[thelist] Late-night call for opinions

Susan Wallace susanhw at webcastle.com
Mon Aug 13 00:24:05 CDT 2001


Hi Martin,

(FYI I am also a Mom with teenagers, and it's late so if this is a little 
scattered, I apologize)

First of all - VERY nice site - easy to use, *outstanding* content - and an 
excellent message! I did not have any trouble with the pages loading or 
anything "looking strange", except for a few scripts but you mentioned that 
so I won't outline them. For the most part, I agree with what Sandy said 
(especially about the "Death of an Innocent" story) and I have a few 
comments/suggestions:

The content is outstanding, but it sounds like "preaching" because it is 
written in such a textbook fashion, and the presentation is not shocking 
enough (IMHO) to get your target audience to continue to click. (I see one 
of my kids rolling her eyes and clicking out quickly - maybe that's just me)

I would suggest using a different approach - get their attention with 
something that's "cool" and then stop it with a reality check.
Maybe something visual to go with the items that you listed - except "slang 
it up" a bit - I am sure that someone can help you with some generic slang 
as that is subject to your area of the world,  it would work to use words 
that kids use like "buds" instead of Friends, Chillin' instead of 
socializing, puking instead of vomiting - I know that's gross, but it would 
definitely get some attention and make a point.

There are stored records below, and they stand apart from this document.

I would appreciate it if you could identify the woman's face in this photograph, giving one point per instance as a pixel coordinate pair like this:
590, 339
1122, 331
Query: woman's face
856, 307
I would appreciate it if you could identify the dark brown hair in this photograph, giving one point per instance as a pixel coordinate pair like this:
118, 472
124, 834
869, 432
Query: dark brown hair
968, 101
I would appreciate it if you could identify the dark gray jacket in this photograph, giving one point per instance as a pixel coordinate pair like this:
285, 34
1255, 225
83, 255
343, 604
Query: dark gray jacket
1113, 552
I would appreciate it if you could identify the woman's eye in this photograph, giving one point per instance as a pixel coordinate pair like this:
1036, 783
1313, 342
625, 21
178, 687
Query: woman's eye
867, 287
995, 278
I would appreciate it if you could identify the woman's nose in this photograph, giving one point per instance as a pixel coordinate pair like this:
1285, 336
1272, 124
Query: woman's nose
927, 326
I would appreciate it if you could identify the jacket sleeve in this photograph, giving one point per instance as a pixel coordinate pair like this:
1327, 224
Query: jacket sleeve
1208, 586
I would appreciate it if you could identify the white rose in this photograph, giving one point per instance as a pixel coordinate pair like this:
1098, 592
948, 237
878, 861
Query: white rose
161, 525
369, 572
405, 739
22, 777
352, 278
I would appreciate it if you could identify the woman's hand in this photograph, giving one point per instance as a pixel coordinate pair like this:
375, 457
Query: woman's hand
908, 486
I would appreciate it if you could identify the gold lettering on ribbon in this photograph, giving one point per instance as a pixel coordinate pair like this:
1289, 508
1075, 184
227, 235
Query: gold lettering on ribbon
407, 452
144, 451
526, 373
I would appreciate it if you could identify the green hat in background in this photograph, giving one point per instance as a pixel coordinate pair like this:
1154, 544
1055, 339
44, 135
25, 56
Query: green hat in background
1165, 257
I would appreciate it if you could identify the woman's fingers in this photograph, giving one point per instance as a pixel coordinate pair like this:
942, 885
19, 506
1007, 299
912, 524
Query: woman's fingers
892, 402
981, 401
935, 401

Bringing some of the trauma content to the front is a good idea - perhaps 
the "reality check" could be the comments you have from teens in 
Experiences who you describe as "people who made some pretty bad choices or 
who had someone make a bad choice for them and are now having to live with 
the consequences, at least those of them who survived"...my personal visual 
there is a really large font with some kind of cliche... I'm not very good 
at this but perhaps it will spark an idea for you or someone else to build 
on.

It also seems like your content warrants a double audience - 
parents/educators and teens - considering your stated audience, I would put 
"page 3" (as you click in) of Trauma as the main page of Trauma, and then 
include in that list a summation of the information you had on the first 
two pages.

i.e.:

Click Trauma, get a page with:

Explore the inner...

Which part of your...

Do you know...

ADD: Who are the trauma team, and what do they do? What is a neck brace for?

What happens after...


That will bring the content that IMO kids would stick around to read to the 
"front" while including the rest as a bullet point - more or less... On 
pages with the "short attention span" content, you could put a link for 
parents that would go to more detailed information than a kid may want to 
read.

HTH!

Susan Wallace

BTW - This is a very valuable addition to the Internet,  thanks for sharing!